許洋此刻,腦中劇痛,他回過神來時,發現自己坐在保安值班室。
偌大的房間,燈還亮著。
他的身邊,秦昆似乎睡著了。
許洋‘嘶’地吸著涼氣,拍著發痛的腦袋。
緩了一會,許洋晃了晃頭,清醒過來,仍舊是保安值班室,李鬆全卻不見了,**躺著的那個也不見了,保安值班室裏沒有一個保安。
他旁邊就是秦昆,此刻,秦昆拿著一個鬼偶,剛剛割開,那鬼偶身上的血滴在秦昆身上。

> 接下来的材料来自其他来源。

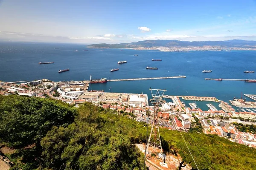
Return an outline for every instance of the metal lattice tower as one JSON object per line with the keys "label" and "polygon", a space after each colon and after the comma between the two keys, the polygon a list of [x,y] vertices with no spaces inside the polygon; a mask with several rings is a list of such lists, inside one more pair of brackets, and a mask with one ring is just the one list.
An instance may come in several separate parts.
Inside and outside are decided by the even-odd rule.
{"label": "metal lattice tower", "polygon": [[[145,150],[145,156],[146,156],[146,158],[148,159],[151,156],[152,154],[155,154],[158,156],[159,154],[161,153],[162,162],[163,164],[164,163],[164,159],[163,154],[160,133],[159,133],[159,122],[157,113],[159,106],[166,102],[165,100],[163,99],[163,94],[166,90],[165,89],[164,90],[153,89],[151,89],[151,88],[149,90],[151,91],[152,98],[150,99],[150,101],[154,105],[154,108],[153,119],[151,122],[151,130],[148,139]],[[152,150],[151,151],[150,153],[148,152],[149,147],[151,147],[151,148],[152,149]],[[148,154],[147,154],[147,153]]]}

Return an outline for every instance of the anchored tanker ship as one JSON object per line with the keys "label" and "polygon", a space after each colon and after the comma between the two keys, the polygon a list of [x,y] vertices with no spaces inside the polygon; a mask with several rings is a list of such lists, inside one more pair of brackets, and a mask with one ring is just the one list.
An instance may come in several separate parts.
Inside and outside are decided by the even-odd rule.
{"label": "anchored tanker ship", "polygon": [[157,68],[156,67],[147,67],[146,69],[151,69],[151,70],[158,70],[158,68]]}
{"label": "anchored tanker ship", "polygon": [[254,73],[254,71],[244,71],[244,73]]}
{"label": "anchored tanker ship", "polygon": [[54,62],[38,62],[38,64],[52,64],[52,63],[54,63]]}
{"label": "anchored tanker ship", "polygon": [[152,61],[161,61],[162,60],[161,59],[152,59]]}
{"label": "anchored tanker ship", "polygon": [[58,71],[58,72],[59,73],[62,73],[63,72],[65,72],[65,71],[69,71],[69,68],[67,69],[65,69],[65,70],[60,70]]}
{"label": "anchored tanker ship", "polygon": [[210,73],[212,71],[212,70],[204,70],[202,71],[203,73]]}
{"label": "anchored tanker ship", "polygon": [[102,78],[98,79],[92,79],[92,76],[90,76],[90,83],[104,83],[107,82],[107,79]]}
{"label": "anchored tanker ship", "polygon": [[122,63],[125,63],[127,62],[126,61],[119,61],[118,62],[117,62],[117,64],[122,64]]}
{"label": "anchored tanker ship", "polygon": [[119,70],[119,68],[113,68],[110,70],[110,71],[115,71]]}

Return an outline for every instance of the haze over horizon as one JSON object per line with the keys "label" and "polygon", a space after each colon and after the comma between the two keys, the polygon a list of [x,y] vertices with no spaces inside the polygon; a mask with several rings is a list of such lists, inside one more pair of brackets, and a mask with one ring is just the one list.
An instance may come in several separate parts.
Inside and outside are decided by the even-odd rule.
{"label": "haze over horizon", "polygon": [[0,40],[256,40],[256,0],[0,0]]}

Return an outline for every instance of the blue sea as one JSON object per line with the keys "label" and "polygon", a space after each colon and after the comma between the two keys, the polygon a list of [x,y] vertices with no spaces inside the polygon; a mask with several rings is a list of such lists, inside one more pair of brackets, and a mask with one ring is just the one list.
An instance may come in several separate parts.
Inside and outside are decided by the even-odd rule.
{"label": "blue sea", "polygon": [[[59,49],[54,49],[54,48]],[[88,50],[84,51],[84,49]],[[78,51],[76,52],[76,51]],[[134,54],[138,54],[134,56]],[[149,88],[166,88],[171,95],[209,96],[228,102],[241,93],[256,94],[256,83],[206,80],[205,78],[256,79],[256,51],[161,52],[152,50],[92,49],[64,43],[0,42],[0,80],[54,81],[154,77],[184,75],[186,78],[112,82],[90,85],[89,89],[106,92],[147,94]],[[152,59],[162,59],[152,62]],[[119,65],[117,62],[127,61]],[[38,65],[41,62],[54,64]],[[147,66],[157,70],[146,70]],[[119,68],[111,72],[111,68]],[[70,71],[59,74],[59,69]],[[212,70],[203,73],[204,70]],[[149,97],[150,96],[149,96]],[[250,100],[249,99],[247,100]]]}

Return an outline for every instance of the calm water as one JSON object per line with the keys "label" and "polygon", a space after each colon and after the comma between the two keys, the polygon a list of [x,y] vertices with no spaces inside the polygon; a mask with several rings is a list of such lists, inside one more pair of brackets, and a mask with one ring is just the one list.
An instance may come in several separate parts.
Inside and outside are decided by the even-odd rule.
{"label": "calm water", "polygon": [[[59,49],[54,49],[54,48]],[[88,51],[83,51],[84,49]],[[78,50],[78,52],[76,52]],[[138,54],[134,56],[134,54]],[[256,51],[166,52],[118,49],[87,48],[81,45],[0,42],[0,80],[48,79],[55,81],[152,77],[185,75],[186,78],[108,82],[90,89],[150,94],[148,88],[166,88],[166,94],[215,96],[227,102],[234,96],[256,94],[256,83],[205,80],[205,78],[256,79]],[[152,62],[152,59],[162,59]],[[119,60],[127,63],[119,65]],[[54,64],[38,65],[41,62]],[[147,66],[158,70],[146,70]],[[113,68],[119,71],[110,72]],[[59,69],[70,71],[59,74]],[[204,70],[212,70],[203,73]],[[250,100],[249,99],[247,100]]]}

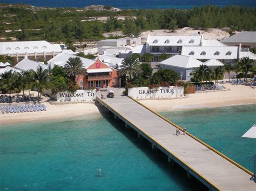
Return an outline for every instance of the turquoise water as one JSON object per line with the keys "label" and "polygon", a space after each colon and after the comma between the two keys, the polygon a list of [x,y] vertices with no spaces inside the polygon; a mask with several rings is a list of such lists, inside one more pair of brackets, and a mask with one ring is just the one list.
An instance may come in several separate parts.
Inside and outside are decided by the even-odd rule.
{"label": "turquoise water", "polygon": [[105,117],[0,125],[0,189],[198,188],[146,142]]}
{"label": "turquoise water", "polygon": [[[256,104],[161,113],[253,171]],[[97,169],[102,169],[99,176]],[[18,187],[16,188],[16,187]],[[0,125],[0,190],[182,190],[205,188],[104,114]]]}
{"label": "turquoise water", "polygon": [[170,111],[161,114],[253,171],[256,139],[241,136],[256,123],[256,104]]}
{"label": "turquoise water", "polygon": [[0,3],[26,4],[39,6],[84,7],[91,5],[112,6],[121,9],[189,9],[194,6],[215,5],[255,6],[255,0],[0,0]]}

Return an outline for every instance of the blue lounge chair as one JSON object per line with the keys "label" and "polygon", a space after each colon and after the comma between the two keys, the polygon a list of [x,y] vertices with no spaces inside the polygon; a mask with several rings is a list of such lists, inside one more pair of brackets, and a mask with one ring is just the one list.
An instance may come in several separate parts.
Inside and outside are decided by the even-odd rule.
{"label": "blue lounge chair", "polygon": [[42,106],[43,106],[43,108],[44,109],[44,110],[46,111],[46,107],[45,106],[45,105],[43,104]]}

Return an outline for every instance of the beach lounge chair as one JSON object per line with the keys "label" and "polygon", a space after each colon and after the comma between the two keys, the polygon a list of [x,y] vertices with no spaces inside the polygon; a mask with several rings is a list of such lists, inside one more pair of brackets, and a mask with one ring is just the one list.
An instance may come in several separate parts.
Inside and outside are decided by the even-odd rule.
{"label": "beach lounge chair", "polygon": [[43,104],[42,106],[43,106],[43,108],[44,109],[44,110],[46,111],[46,107],[45,106],[45,105]]}
{"label": "beach lounge chair", "polygon": [[4,114],[5,112],[5,106],[4,105],[4,107],[3,107],[3,108],[2,108],[2,113]]}

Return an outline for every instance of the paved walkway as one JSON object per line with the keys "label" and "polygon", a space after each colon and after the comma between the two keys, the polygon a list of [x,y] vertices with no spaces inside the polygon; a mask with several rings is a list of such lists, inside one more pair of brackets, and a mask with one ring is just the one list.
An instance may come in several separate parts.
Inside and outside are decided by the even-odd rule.
{"label": "paved walkway", "polygon": [[[182,132],[176,136],[176,128],[130,98],[118,94],[103,101],[177,157],[176,159],[178,158],[181,164],[187,165],[188,171],[193,169],[219,189],[256,190],[256,183],[250,180],[251,176],[247,173],[192,137],[182,135]],[[104,105],[102,102],[102,104]]]}

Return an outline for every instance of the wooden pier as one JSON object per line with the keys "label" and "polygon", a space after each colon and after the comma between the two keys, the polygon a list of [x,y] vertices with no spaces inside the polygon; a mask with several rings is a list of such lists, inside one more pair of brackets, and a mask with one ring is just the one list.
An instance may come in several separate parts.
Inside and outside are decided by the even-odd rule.
{"label": "wooden pier", "polygon": [[180,128],[139,102],[121,95],[97,97],[97,101],[138,132],[139,137],[147,139],[152,148],[165,153],[169,162],[178,164],[188,176],[193,175],[210,190],[256,190],[256,183],[250,180],[252,172],[188,133],[176,136]]}

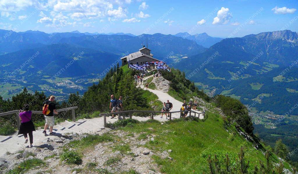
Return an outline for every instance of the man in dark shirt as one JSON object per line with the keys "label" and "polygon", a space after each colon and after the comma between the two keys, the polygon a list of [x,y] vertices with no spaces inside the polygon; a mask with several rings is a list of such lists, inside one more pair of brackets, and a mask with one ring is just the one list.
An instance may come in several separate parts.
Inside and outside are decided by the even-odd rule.
{"label": "man in dark shirt", "polygon": [[[118,110],[118,112],[123,111],[123,101],[122,101],[122,96],[120,96],[119,97],[119,99],[117,100],[117,109]],[[123,114],[118,114],[118,118],[119,118],[120,115],[122,115],[122,116],[123,117],[123,118],[125,118],[124,117],[125,116]]]}
{"label": "man in dark shirt", "polygon": [[50,127],[50,135],[52,135],[55,133],[53,132],[53,127],[55,125],[54,113],[58,114],[58,112],[56,110],[56,105],[54,102],[55,101],[55,96],[52,96],[50,97],[49,100],[46,100],[44,101],[44,105],[46,104],[49,105],[48,110],[50,111],[48,114],[44,115],[44,118],[46,118],[46,124],[44,125],[44,130],[42,133],[45,134],[46,134],[46,129],[49,126]]}
{"label": "man in dark shirt", "polygon": [[[111,110],[111,112],[114,113],[118,112],[117,109],[117,99],[114,97],[114,95],[111,95],[111,102],[110,102],[110,109]],[[112,118],[114,118],[114,114],[112,115]]]}
{"label": "man in dark shirt", "polygon": [[[167,108],[167,109],[166,110],[166,112],[170,112],[171,110],[173,108],[173,104],[170,102],[169,100],[168,100],[167,101],[167,103],[166,104],[166,107]],[[167,113],[166,113],[166,115],[167,115]],[[167,117],[170,117],[170,113],[167,113]]]}

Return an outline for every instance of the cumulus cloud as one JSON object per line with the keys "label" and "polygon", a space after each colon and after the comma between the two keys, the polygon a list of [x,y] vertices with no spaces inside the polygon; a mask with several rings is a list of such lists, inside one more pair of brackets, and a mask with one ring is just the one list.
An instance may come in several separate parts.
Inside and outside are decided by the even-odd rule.
{"label": "cumulus cloud", "polygon": [[239,25],[240,24],[240,23],[238,22],[235,22],[234,23],[232,23],[231,24],[232,25]]}
{"label": "cumulus cloud", "polygon": [[226,24],[232,18],[229,8],[222,7],[217,12],[217,16],[213,19],[212,24]]}
{"label": "cumulus cloud", "polygon": [[39,19],[37,21],[37,22],[39,23],[49,24],[52,23],[52,19],[49,17],[45,16]]}
{"label": "cumulus cloud", "polygon": [[26,19],[27,17],[27,15],[22,15],[21,16],[19,16],[18,18],[20,20],[22,20],[24,19]]}
{"label": "cumulus cloud", "polygon": [[148,14],[145,14],[142,11],[141,11],[140,12],[140,13],[138,15],[138,16],[141,18],[147,18],[150,17],[150,16]]}
{"label": "cumulus cloud", "polygon": [[251,20],[248,21],[248,24],[250,25],[254,25],[255,24],[255,22],[253,20]]}
{"label": "cumulus cloud", "polygon": [[0,1],[0,11],[15,12],[23,10],[32,5],[33,0],[1,0]]}
{"label": "cumulus cloud", "polygon": [[204,19],[202,19],[200,21],[198,21],[198,22],[197,22],[197,24],[200,25],[203,25],[203,24],[205,24],[206,23],[206,20]]}
{"label": "cumulus cloud", "polygon": [[142,4],[140,5],[140,6],[139,6],[139,10],[145,10],[148,8],[148,7],[149,7],[149,5],[146,4],[146,2],[143,2],[142,3]]}
{"label": "cumulus cloud", "polygon": [[286,14],[287,13],[293,14],[295,13],[297,10],[295,8],[288,8],[285,7],[280,8],[276,6],[271,9],[276,14]]}
{"label": "cumulus cloud", "polygon": [[122,22],[128,22],[128,23],[134,23],[140,21],[140,20],[137,19],[135,18],[133,18],[131,19],[125,19],[122,21]]}
{"label": "cumulus cloud", "polygon": [[41,17],[45,17],[46,16],[46,15],[45,15],[44,13],[44,12],[42,11],[39,13],[39,16]]}
{"label": "cumulus cloud", "polygon": [[92,22],[86,22],[83,25],[83,26],[84,26],[84,27],[92,27],[91,25],[91,24],[92,23]]}
{"label": "cumulus cloud", "polygon": [[170,20],[170,19],[168,19],[167,21],[164,21],[164,22],[166,24],[167,24],[169,26],[171,26],[172,24],[174,22],[174,21],[173,20]]}
{"label": "cumulus cloud", "polygon": [[9,12],[7,11],[2,11],[1,12],[1,17],[8,17],[10,15]]}
{"label": "cumulus cloud", "polygon": [[117,10],[109,10],[108,11],[108,15],[116,18],[123,18],[126,17],[125,13],[127,12],[126,9],[123,9],[121,7],[119,7]]}

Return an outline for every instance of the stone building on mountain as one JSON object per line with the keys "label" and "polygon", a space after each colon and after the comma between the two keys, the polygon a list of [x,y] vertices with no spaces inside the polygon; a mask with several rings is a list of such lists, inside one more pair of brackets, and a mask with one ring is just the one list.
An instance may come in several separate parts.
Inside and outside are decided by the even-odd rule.
{"label": "stone building on mountain", "polygon": [[122,66],[127,64],[142,65],[147,62],[160,61],[153,58],[153,55],[151,53],[151,50],[146,48],[144,45],[138,51],[130,54],[122,58]]}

而秦昆,似乎睡著了。
這個鬼偶……很像剛剛看到的那個啊!
許洋頭皮發麻,偷偷瞟去,像,太像了!除了手臂以外,簡直一模一樣!
許洋看到那個鬼偶莫名地**了一下,嚇得大叫一聲,拔腿逃走。
跑出值班室好遠,許洋後背已經被冷汗浸透。他想了想,似乎把秦昆一個人丟在那裏,有些不厚道。
“媽蛋,那個家夥本事那麽大,應該沒什麽事吧?我再也不想回去了!”
許洋確定,秦昆手裏那個死嬰,是貨真價實的鬼啊,許洋逃脫生天後精神本來就脆弱,再也不想經曆一場恐怖的幻境了。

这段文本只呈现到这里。